La famille d’Alfredo Garcia veut récupérer sa tête
Le rôle de Bennie est le pivot du film. A l’origine Peckinpah l’avait proposé à James Coburn, mais celui-ci trouvait le scénario trop indigent et le refusa, on le comprend. Peter Falk aussi déclara forfait, officiellement parce qu’il était trop pris avec Columbo. Il dut donc se rabattre sur Warren Oates, un habitué de la bande à Peckinpah, il a fait quatre films avec lui. Ici il s’est efforcé de reprendre des tics de Peckinpah lui-même, lui empruntant ses lunettes de soleil, mais aussi sa démarche. Il n’est pas très convaincant, alors qu’il peut être souvent très bon, comme par exemple dans le film de John Millius, Dillinger[2]. Mais ici il n’a pas l’air de trop savoir quoi faire. Du coup il cabotine un peu trop. Mais on a l’impression que tous les autres acteurs sont livrés à eux-mêmes, alors que Peckinpah est généralement un bon directeur d’acteur. Même le charismatique Emilio Fernandez dans le rôle très bref d’El Jefe reste assez terne. Peckinpah adorait Emilio Fernandez, très grand cinéaste ignoré, qui pour gagner sa vie faisait aussi l’acteur à Hollywood. Isela Vega tient le rôle d’Ileta. C’était à l’époque une chanteuse et une actrice très connue au Mexique, pays qui eut pendant longtemps sa propre cinématographie. Elle tient sa place du mieux qu’elle peut et n’a sans doute rien à se reprocher, exhibant fièrement mais inutilement ses seins lourds de femme ayant un passé. J’aime bien les deux tueurs incarnés par le toujours très bon Robert Webber et Gig Young, celui-ci retrouvera Peckinpah sur The killer elite. Les deux représentent très bien cette Amérique rationnelle et arrogante, sûre de sa force dans ses petits costumes bien coupés. On retrouvera aussi beaucoup d’acteur de The wild bunch, par exemple Enrique Lucero que José Giovanni aima à employer à plusieurs reprises – Le rapace et La Scoumoune. Peckinpah qui avait un caractère épouvantable était pourtant un homme fidèle avec les acteurs qu’il employait. Kris Kristoferson viendra faire un tour jouant un des deux bikers qui violent la malheureuse Ileta. Mais on ne peut pas dire que sa prestation soit remarquable.
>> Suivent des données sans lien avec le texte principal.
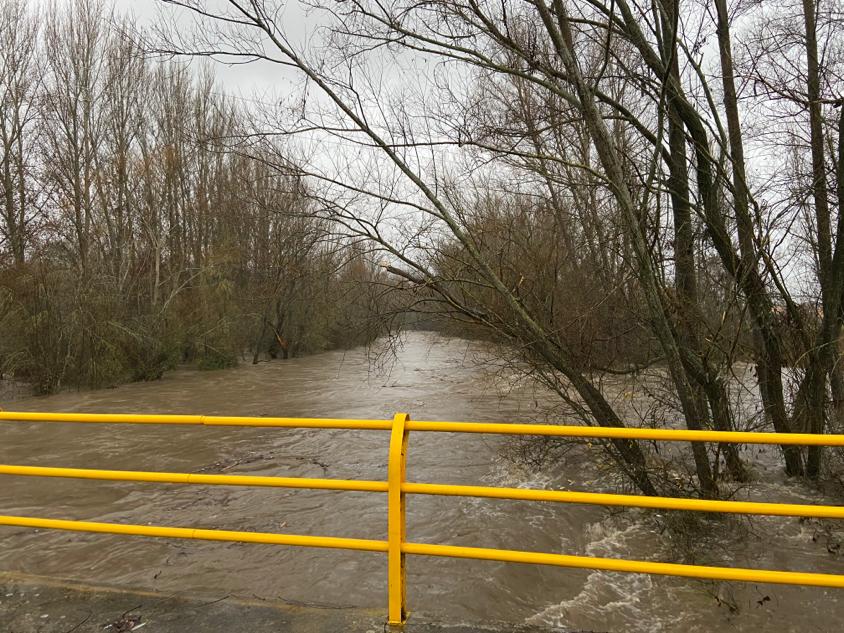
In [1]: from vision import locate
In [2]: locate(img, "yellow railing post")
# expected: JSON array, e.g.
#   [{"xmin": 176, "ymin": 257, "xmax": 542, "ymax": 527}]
[{"xmin": 387, "ymin": 413, "xmax": 410, "ymax": 626}]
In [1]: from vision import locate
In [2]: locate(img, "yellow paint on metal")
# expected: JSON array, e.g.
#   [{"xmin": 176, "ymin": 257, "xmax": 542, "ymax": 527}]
[
  {"xmin": 0, "ymin": 410, "xmax": 844, "ymax": 446},
  {"xmin": 0, "ymin": 409, "xmax": 844, "ymax": 625},
  {"xmin": 403, "ymin": 543, "xmax": 844, "ymax": 588},
  {"xmin": 403, "ymin": 483, "xmax": 844, "ymax": 519},
  {"xmin": 0, "ymin": 516, "xmax": 387, "ymax": 552},
  {"xmin": 0, "ymin": 411, "xmax": 391, "ymax": 431},
  {"xmin": 408, "ymin": 421, "xmax": 844, "ymax": 446},
  {"xmin": 387, "ymin": 413, "xmax": 410, "ymax": 626},
  {"xmin": 0, "ymin": 464, "xmax": 844, "ymax": 519},
  {"xmin": 0, "ymin": 464, "xmax": 387, "ymax": 492}
]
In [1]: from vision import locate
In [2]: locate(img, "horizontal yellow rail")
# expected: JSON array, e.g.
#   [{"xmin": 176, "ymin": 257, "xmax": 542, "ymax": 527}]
[
  {"xmin": 0, "ymin": 411, "xmax": 844, "ymax": 446},
  {"xmin": 0, "ymin": 464, "xmax": 387, "ymax": 492},
  {"xmin": 402, "ymin": 483, "xmax": 844, "ymax": 519},
  {"xmin": 402, "ymin": 543, "xmax": 844, "ymax": 588},
  {"xmin": 0, "ymin": 516, "xmax": 844, "ymax": 588},
  {"xmin": 0, "ymin": 464, "xmax": 844, "ymax": 519},
  {"xmin": 0, "ymin": 516, "xmax": 387, "ymax": 552},
  {"xmin": 0, "ymin": 411, "xmax": 844, "ymax": 624},
  {"xmin": 0, "ymin": 411, "xmax": 392, "ymax": 431}
]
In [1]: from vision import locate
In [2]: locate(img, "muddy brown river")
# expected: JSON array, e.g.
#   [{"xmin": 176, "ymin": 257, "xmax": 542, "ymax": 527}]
[{"xmin": 0, "ymin": 333, "xmax": 844, "ymax": 632}]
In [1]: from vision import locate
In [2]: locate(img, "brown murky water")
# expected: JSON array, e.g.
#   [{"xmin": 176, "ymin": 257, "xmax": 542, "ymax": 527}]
[{"xmin": 0, "ymin": 334, "xmax": 844, "ymax": 632}]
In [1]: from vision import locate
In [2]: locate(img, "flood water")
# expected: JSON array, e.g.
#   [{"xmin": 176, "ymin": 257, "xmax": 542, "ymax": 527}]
[{"xmin": 0, "ymin": 333, "xmax": 844, "ymax": 632}]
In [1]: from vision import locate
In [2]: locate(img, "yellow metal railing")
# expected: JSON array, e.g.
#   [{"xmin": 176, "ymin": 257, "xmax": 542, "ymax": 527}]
[{"xmin": 0, "ymin": 411, "xmax": 844, "ymax": 625}]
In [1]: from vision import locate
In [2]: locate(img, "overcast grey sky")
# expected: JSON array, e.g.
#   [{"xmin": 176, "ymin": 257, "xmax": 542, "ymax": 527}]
[{"xmin": 103, "ymin": 0, "xmax": 312, "ymax": 101}]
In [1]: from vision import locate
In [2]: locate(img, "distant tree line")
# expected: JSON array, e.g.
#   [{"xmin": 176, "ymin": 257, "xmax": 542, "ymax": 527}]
[
  {"xmin": 0, "ymin": 0, "xmax": 388, "ymax": 392},
  {"xmin": 158, "ymin": 0, "xmax": 844, "ymax": 496}
]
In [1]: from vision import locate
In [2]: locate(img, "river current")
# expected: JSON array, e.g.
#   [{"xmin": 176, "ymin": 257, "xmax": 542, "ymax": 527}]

Bennie vient livrer son sinistre colis le jour du baptême du fils d’Alfredo Garcia
Au final, avec les années qui passent je n’ai pas révisé mon opinion sur ce film. On peut s’en passer, sauf à se dire qu’il faut tout avoir vu d’un grand réalisateur. A sa sortie il avait été désigné par la critique américaine comme le pire film de l’année, et lors de sa première, la salle s’était rapidement vidée. Vu le nombre de navets que les ricains sont capables de produire chaque année, cela me semble tout de même un peu exagéré. Mais sans doute que cette distinction négative tient surtout au fait que de Peckinpah on attendait autre chose. Le succès commercial ne fut évidemment pas au rendez-vous. Ce film nuira beaucoup à la suite de la carrière de Peckinpah qui va avoir de plus en plus de mal à trouver des financements et même des sujets. En outre Bring me the head of Alfredo Garcia venait juste après Pat Garrett & Billy the Kid qui, s’il n’avait pas été un désastre artistique, n’avait pas été un succès public. Outre la difficulté de rattacher le film à un genre, il y a sans doute le grotesque mal assumé du propos qui plombe l’ensemble.